🪨 Chunk Iterable
Published 2022-05-26Today I'll be discussing the Chunk Iterable Framework
. This is a core component of Aphrodite and is used to speed up the processing of data returned by queries.
The main idea behind a chunk iterable is to be able to iterate over some source of data in chunks. Why would we want to iterate over a data source in chunks?
Mainly for performance. Imagine you have an unbounded stream of data. There are two options for processing this data that exist on a spectrum.
- Option 1: Process everything in the stream all at once.
- Option 2: Process a single item from the stream at a time.
If the source is unbounded (or larger than your working memory), Option 1 is not possible.

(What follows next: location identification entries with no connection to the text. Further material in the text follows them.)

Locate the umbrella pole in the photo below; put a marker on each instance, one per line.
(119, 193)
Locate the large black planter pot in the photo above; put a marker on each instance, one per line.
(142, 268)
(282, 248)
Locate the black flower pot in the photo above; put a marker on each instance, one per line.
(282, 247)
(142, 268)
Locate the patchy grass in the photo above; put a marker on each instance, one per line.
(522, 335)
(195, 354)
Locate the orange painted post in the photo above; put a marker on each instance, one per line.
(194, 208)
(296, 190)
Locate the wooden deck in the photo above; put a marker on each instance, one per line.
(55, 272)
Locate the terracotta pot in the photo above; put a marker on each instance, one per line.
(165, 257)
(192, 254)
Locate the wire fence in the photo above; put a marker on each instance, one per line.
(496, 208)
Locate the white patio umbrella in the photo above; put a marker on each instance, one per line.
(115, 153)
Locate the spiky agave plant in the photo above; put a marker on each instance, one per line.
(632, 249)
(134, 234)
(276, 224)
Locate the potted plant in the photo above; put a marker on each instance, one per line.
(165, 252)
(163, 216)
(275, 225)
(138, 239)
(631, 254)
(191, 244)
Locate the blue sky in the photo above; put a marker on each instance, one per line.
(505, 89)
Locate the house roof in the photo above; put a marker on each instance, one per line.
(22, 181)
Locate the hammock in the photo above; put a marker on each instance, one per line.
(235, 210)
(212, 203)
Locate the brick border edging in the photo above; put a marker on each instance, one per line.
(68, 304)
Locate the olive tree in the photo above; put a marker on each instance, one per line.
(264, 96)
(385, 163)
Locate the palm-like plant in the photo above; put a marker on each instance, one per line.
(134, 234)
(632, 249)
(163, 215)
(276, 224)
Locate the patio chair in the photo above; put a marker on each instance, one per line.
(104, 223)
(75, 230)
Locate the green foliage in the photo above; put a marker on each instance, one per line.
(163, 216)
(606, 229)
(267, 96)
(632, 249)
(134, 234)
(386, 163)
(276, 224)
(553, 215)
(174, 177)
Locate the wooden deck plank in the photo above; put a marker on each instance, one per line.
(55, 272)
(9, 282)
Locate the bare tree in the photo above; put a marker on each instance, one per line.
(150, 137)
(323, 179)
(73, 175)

Option 2 is always possible but can be slow. Option 2 is like making 10,000 individual trips to the store to pick up 10,000 packs of m&ms. You probably can't fit 10,000 packs of m&ms in a single tripe but you could get a chunk of 500 packs in a single trip, reducing your total trips from 10,000 to 20.
ChunkIterable
is the same. If a data source could return a massive amount of data, ChunkIterable
streams the results back in chunks. This strikes a nice balance between batch processing and not overwhelming your local resources.
ChunkIterable
, conforming to an Iterable
interface, also allows you to perform operations like filter
& map
against chunks.
This is important for Aphrodite
as Aphrodite
uses map
to turn a raw data stream into models and uses filter
to apply filters to streams that couldn't be hoisted to the database layer.